20 Novembre 2007 , Rédigé par daniel Publié dans #no pasaran

Cet article, comme le précédent de cette rubrique « No pasaran......Une auberge espagnole » s’appuie sur le mémoire de maîtrise d’espagnol de Cécile « Les réfugiés espagnols dans les compagnies de travailleurs étrangers en Poitou-Charentes. »
A la fin du précédent article j’indiquais que les réfugiés espagnols du camp de Barcarès avaient été affectés, dès la déclaration de guerre en septembre et progressivement jusqu’à la fin de l’année, dans les compagnies de travailleurs étrangers. Luis et Rafaël Rozon, et quelques compagnons d’infortune furent envoyés en Poitou.
 
Luis et Rafaël ont, encore, pu rester ensemble et, après avoir passé la nuit de Noël dans un baraquement de la gare de Bordeaux, avec en guise de réveillon un morceau de pain et du café, ils arrivèrent quelques jours plus tard à Saint Jouin de Marnes. 

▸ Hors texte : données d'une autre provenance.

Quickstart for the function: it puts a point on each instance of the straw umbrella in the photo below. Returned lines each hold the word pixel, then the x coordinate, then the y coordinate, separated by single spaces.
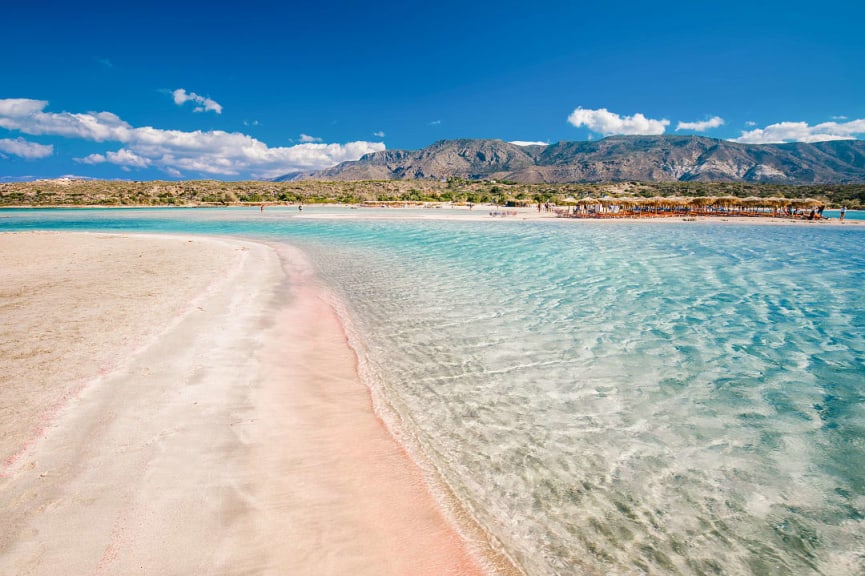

Pendant tout l’hiver ils durent dormir dans les wagons avec seulement des couvertures pour se tenir chaud. A la 132ème compagnie, il y avait 2 types de travail : Soit travailler au chaud, sous contrôle militaire, au dépôt de munitions situé entre Saint Jouin de Marnes et Borq sur Airvault, soit travailler, en plein air, sous les directives des cheminots à l’entretien et à la remise en état de la voie ferrée. Luis et Rafaël ont préféré la très froide semi liberté …..bien leur en a pris car en restant près de Saint Jouin de Marnes ils purent faire valoir leurs compétences diverses et notamment le fait qu’ils étaient coiffeurs de métier : Ils devinrent assez rapidement les coiffeurs et barbiers de la compagnie, mais également des militaires qui les gardaient le soir et bientôt…..le dimanche dans le petit café du village ils se mirent, aussi, à couper les cheveux et à raser les habitants du village……Ils se faisaient, ainsi, un peu d’argent, utile pour améliorer l’ordinaire. .... et au bout de quelques mois, ils eurent même le plaisir de pouvoir se nipper, de pouvoir s'endimancher. Après ce long hiver, 4 années de guerre, de misères, de privations, le printemps arrivait-il enfin ? Il fut de très courte durée car dès juin les allemands envahissaient la France.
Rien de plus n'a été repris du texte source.